Jordan and Syria appealed for substantial monetary aid—a call echoed by the UNHCR. Jordan’s interior minister, Mukheimar Abu-Jamous, told the conference that Iraqi refugees were costing Jordan over $1 billion. He condemned the US and other major powers for having “relinquished their responsibility in shouldering the Iraqi refugee burden”.
Over the past two years, Jordan has adopted an increasingly harsh stance as the refugee inflow has inflated the population by more than 10 percent, compounded unemployment and increased inflation by 400 percent. Amman has banned male Iraqis aged 20 to 40 from entering and threatened to close its border completely.
Syria indicated it would continue to provide sanctuary, but was experiencing tremendous economic and social dislocation. Inflation had soared and essential services were stretched to the limit. The Syrian ambassador declared that the international community “must be involved, especially the United States, because its policy led to the plight the Iraqis are currently in and it bears responsibility”.
The major powers, the US in particular, were completely uninterested. No financial aid was offered beyond the pledges that were made in April to the grossly inadequate $123 million UN fund for relief operations this year—just over $30 per displaced Iraqi.
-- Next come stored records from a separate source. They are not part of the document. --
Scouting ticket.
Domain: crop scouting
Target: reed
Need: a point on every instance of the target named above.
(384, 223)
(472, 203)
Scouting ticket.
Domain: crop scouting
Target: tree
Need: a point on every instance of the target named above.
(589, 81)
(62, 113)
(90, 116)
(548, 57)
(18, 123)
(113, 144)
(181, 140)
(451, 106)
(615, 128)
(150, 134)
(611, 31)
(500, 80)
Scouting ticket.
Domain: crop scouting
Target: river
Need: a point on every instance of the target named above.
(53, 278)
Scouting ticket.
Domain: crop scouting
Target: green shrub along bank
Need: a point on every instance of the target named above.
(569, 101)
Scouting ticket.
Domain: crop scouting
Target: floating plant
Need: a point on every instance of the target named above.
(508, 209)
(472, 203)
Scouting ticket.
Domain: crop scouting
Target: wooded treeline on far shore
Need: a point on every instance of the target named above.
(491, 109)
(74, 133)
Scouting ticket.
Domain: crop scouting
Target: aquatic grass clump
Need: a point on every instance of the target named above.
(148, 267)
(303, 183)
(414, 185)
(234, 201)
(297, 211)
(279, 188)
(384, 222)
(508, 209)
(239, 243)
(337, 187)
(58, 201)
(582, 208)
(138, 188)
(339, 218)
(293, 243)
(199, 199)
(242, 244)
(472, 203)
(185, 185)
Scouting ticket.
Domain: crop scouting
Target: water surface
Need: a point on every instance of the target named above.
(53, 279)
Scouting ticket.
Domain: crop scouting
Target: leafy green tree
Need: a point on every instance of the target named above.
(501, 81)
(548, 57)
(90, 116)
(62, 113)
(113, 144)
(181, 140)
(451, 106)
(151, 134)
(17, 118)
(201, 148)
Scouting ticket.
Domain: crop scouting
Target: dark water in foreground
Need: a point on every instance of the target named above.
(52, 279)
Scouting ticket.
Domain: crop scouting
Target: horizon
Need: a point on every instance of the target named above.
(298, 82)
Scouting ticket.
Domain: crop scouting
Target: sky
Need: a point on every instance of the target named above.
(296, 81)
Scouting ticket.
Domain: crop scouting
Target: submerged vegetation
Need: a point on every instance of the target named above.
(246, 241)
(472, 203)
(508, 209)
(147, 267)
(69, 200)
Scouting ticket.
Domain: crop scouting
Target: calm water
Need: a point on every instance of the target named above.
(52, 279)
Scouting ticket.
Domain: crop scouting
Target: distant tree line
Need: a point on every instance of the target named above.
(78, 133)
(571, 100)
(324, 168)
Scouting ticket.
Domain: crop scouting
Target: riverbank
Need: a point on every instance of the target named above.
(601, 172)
Syria is due to receive $45 million, while Jordan will get $30 million. Just $28 million will be spent assisting IDPs inside Iraq. Of those miserly amounts, well over 25 percent will go into logistical and administrative costs.
In regard to Syria, the Bush administration and its European allies are undoubtedly hoping that the Iraqi refugee crisis will contribute to destabilising the government of President Bashar al-Assad. Washington views the regime as one of the main obstacles to establishing its dominance over the Middle East.
The attitude of the invading powers—the US, Britain and Australia—to the refugee crisis underscores the predatory and criminal motives behind the 2003 invasion. It was a war for control over oil resources and strategic territory, in which the lives and well-being of the Iraqi people counted for nothing.
The US has promised a pittance of just $17 million to the UN fund, even as its average military expenditure in Iraq exceeds $4 billion per month. Britain is contributing $3.3 million, compared to $14.7 billion on military operations since March 2003. The Australian government is providing $2.3 million for Iraqi refugees, as against its $1 billion military budget for Iraq last year.
The transformation of millions of Iraqis into homeless exiles is a war crime for which those who planned, propagandised and carried out the war are responsible. Reversing the catastrophe requires a massive program of compensation and economic aid funded by the invading powers and the corporations that have made huge profits from the war.